On America's FOX News Channel on the morning on December 27th 2009, Omololu-Olunloyo was asked by Eric Shawn of FNC show "American News Headquarters" if one would compare the Mutallab family to the Rockefellers? She compared the Mutallab family to the Kennedys, America's renowned political family. She specifically made the comparison based on being affluent, tight knit, community caring and stating that terror suspect Umar Mutallab had now allegedly become an outcast after disowning his own family before heading to Yemen and allegedly trying to blow up an airline. Omololu-Olunloyo stated that the terror suspect in the eyes of many Nigerians around the globe had bought shame on his family and the country. She appealed to Homeland Security Chief Janet Napolitano to exersice patience on the arrival of the CIA in the northern Nigerian province of Katsina who were there to begin investigations and to please avoid tension among the locals. Omololu-Olunloyo also appeared on other FOX news shows including Greta Van Susteren's show on the evening of December 26th 2009.

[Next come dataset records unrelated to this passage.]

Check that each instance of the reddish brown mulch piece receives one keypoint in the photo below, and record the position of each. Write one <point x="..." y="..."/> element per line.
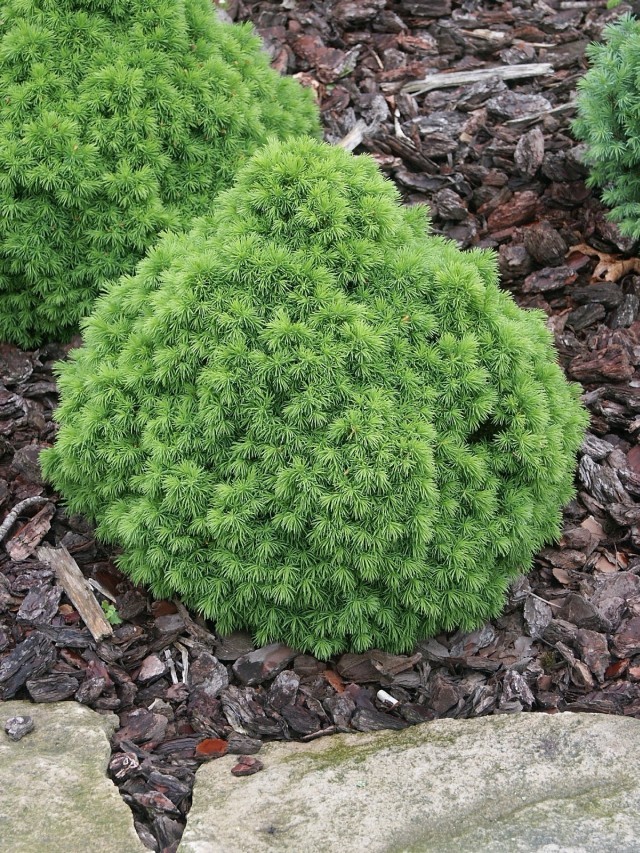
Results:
<point x="211" y="748"/>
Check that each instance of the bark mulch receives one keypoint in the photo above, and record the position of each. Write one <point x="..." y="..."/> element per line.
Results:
<point x="495" y="160"/>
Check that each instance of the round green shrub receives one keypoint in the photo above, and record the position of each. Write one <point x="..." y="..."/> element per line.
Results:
<point x="309" y="419"/>
<point x="118" y="120"/>
<point x="609" y="121"/>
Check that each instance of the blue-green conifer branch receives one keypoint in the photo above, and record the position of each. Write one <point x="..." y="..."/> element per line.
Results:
<point x="118" y="120"/>
<point x="609" y="121"/>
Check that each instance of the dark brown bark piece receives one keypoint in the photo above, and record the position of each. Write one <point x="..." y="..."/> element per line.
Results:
<point x="264" y="663"/>
<point x="26" y="540"/>
<point x="545" y="244"/>
<point x="375" y="721"/>
<point x="609" y="364"/>
<point x="239" y="744"/>
<point x="40" y="605"/>
<point x="283" y="689"/>
<point x="585" y="316"/>
<point x="78" y="590"/>
<point x="17" y="727"/>
<point x="247" y="766"/>
<point x="340" y="708"/>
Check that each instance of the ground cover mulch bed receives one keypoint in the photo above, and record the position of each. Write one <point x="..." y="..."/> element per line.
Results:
<point x="495" y="160"/>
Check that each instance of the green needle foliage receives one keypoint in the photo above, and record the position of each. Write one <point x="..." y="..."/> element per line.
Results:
<point x="312" y="420"/>
<point x="609" y="121"/>
<point x="118" y="120"/>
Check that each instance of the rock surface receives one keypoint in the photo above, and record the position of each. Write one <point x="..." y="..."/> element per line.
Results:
<point x="56" y="795"/>
<point x="522" y="782"/>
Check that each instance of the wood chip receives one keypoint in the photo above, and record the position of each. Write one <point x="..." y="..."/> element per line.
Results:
<point x="75" y="585"/>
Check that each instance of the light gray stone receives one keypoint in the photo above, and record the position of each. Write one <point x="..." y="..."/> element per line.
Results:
<point x="55" y="795"/>
<point x="506" y="784"/>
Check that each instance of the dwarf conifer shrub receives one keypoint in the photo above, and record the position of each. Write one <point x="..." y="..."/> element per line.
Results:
<point x="312" y="420"/>
<point x="117" y="120"/>
<point x="609" y="120"/>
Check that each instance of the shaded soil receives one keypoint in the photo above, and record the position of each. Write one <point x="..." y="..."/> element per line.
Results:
<point x="497" y="165"/>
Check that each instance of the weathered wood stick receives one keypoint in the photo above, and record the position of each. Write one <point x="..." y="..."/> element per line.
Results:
<point x="458" y="78"/>
<point x="77" y="588"/>
<point x="15" y="512"/>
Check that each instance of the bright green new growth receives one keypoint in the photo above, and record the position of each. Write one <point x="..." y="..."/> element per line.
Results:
<point x="118" y="120"/>
<point x="311" y="420"/>
<point x="609" y="121"/>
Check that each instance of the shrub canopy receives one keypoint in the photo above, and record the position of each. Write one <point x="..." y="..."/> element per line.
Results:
<point x="117" y="120"/>
<point x="609" y="121"/>
<point x="312" y="420"/>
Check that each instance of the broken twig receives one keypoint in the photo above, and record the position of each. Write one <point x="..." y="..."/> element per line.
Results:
<point x="355" y="136"/>
<point x="77" y="588"/>
<point x="445" y="80"/>
<point x="15" y="512"/>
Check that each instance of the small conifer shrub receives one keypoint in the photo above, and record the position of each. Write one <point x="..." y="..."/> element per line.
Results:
<point x="312" y="420"/>
<point x="609" y="120"/>
<point x="118" y="120"/>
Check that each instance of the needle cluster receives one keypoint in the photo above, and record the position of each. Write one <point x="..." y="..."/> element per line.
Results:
<point x="309" y="418"/>
<point x="609" y="120"/>
<point x="118" y="120"/>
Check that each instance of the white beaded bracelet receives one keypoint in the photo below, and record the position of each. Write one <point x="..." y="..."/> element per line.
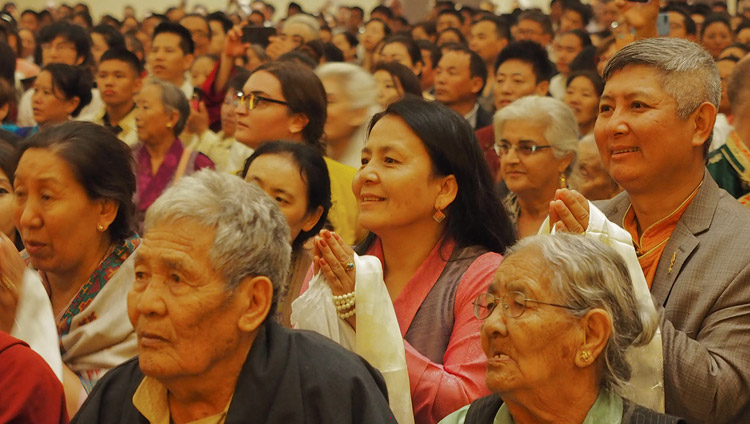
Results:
<point x="347" y="314"/>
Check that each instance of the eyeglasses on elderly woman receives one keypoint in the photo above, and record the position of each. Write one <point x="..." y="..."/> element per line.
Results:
<point x="514" y="304"/>
<point x="252" y="100"/>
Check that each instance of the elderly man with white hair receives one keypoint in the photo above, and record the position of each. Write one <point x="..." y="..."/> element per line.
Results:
<point x="208" y="271"/>
<point x="653" y="131"/>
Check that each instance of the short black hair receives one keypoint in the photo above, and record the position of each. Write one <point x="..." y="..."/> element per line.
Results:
<point x="502" y="29"/>
<point x="477" y="68"/>
<point x="186" y="39"/>
<point x="314" y="173"/>
<point x="690" y="28"/>
<point x="101" y="163"/>
<point x="402" y="74"/>
<point x="124" y="55"/>
<point x="435" y="53"/>
<point x="529" y="52"/>
<point x="714" y="18"/>
<point x="112" y="37"/>
<point x="72" y="81"/>
<point x="71" y="32"/>
<point x="584" y="11"/>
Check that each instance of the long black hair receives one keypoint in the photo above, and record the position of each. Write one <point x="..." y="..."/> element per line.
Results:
<point x="476" y="216"/>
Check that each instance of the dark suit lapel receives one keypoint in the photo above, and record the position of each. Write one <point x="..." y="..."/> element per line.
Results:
<point x="683" y="241"/>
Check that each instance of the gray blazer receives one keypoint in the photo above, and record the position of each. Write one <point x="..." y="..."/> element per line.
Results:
<point x="705" y="296"/>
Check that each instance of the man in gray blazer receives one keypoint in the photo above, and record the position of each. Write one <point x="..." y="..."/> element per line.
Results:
<point x="653" y="131"/>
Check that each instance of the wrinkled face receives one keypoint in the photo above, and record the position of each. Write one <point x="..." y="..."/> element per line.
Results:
<point x="48" y="103"/>
<point x="279" y="176"/>
<point x="725" y="68"/>
<point x="350" y="52"/>
<point x="185" y="319"/>
<point x="268" y="121"/>
<point x="715" y="38"/>
<point x="118" y="82"/>
<point x="200" y="32"/>
<point x="28" y="43"/>
<point x="394" y="186"/>
<point x="484" y="40"/>
<point x="54" y="215"/>
<point x="514" y="79"/>
<point x="539" y="172"/>
<point x="641" y="140"/>
<point x="98" y="46"/>
<point x="151" y="117"/>
<point x="567" y="47"/>
<point x="389" y="88"/>
<point x="60" y="50"/>
<point x="533" y="31"/>
<point x="581" y="96"/>
<point x="535" y="349"/>
<point x="343" y="119"/>
<point x="453" y="81"/>
<point x="167" y="60"/>
<point x="589" y="175"/>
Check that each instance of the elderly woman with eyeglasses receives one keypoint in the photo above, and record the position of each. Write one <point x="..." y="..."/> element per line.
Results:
<point x="536" y="139"/>
<point x="560" y="318"/>
<point x="161" y="111"/>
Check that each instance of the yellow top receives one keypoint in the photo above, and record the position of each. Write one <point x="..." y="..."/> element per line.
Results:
<point x="344" y="214"/>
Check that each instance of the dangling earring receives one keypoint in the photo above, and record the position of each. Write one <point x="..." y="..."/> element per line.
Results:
<point x="438" y="216"/>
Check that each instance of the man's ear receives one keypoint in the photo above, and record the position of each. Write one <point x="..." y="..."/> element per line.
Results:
<point x="448" y="192"/>
<point x="256" y="298"/>
<point x="703" y="119"/>
<point x="597" y="327"/>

Omololu-Olunloyo did several more media interviews drawing criticism from a few Nigerian Muslims and praises from mostly Nigerian Christians signifying the still ongoing division between both ethnic groups. Most felt they were informed and damage control was done since no top officials from Nigeria came out on these international cable shows. In one of her interviews, she mentioned a letter she wrote TIME magazine in 1998 warning of international terrorist cells in Africa after the Kenya and Tanzania bombing. The Nigerian Embassy in Dar-es-Salaam was severely damaged by shrapneau in that attack as it was next to the US embassy. This letter was written to TIME in 1998 three years before 911.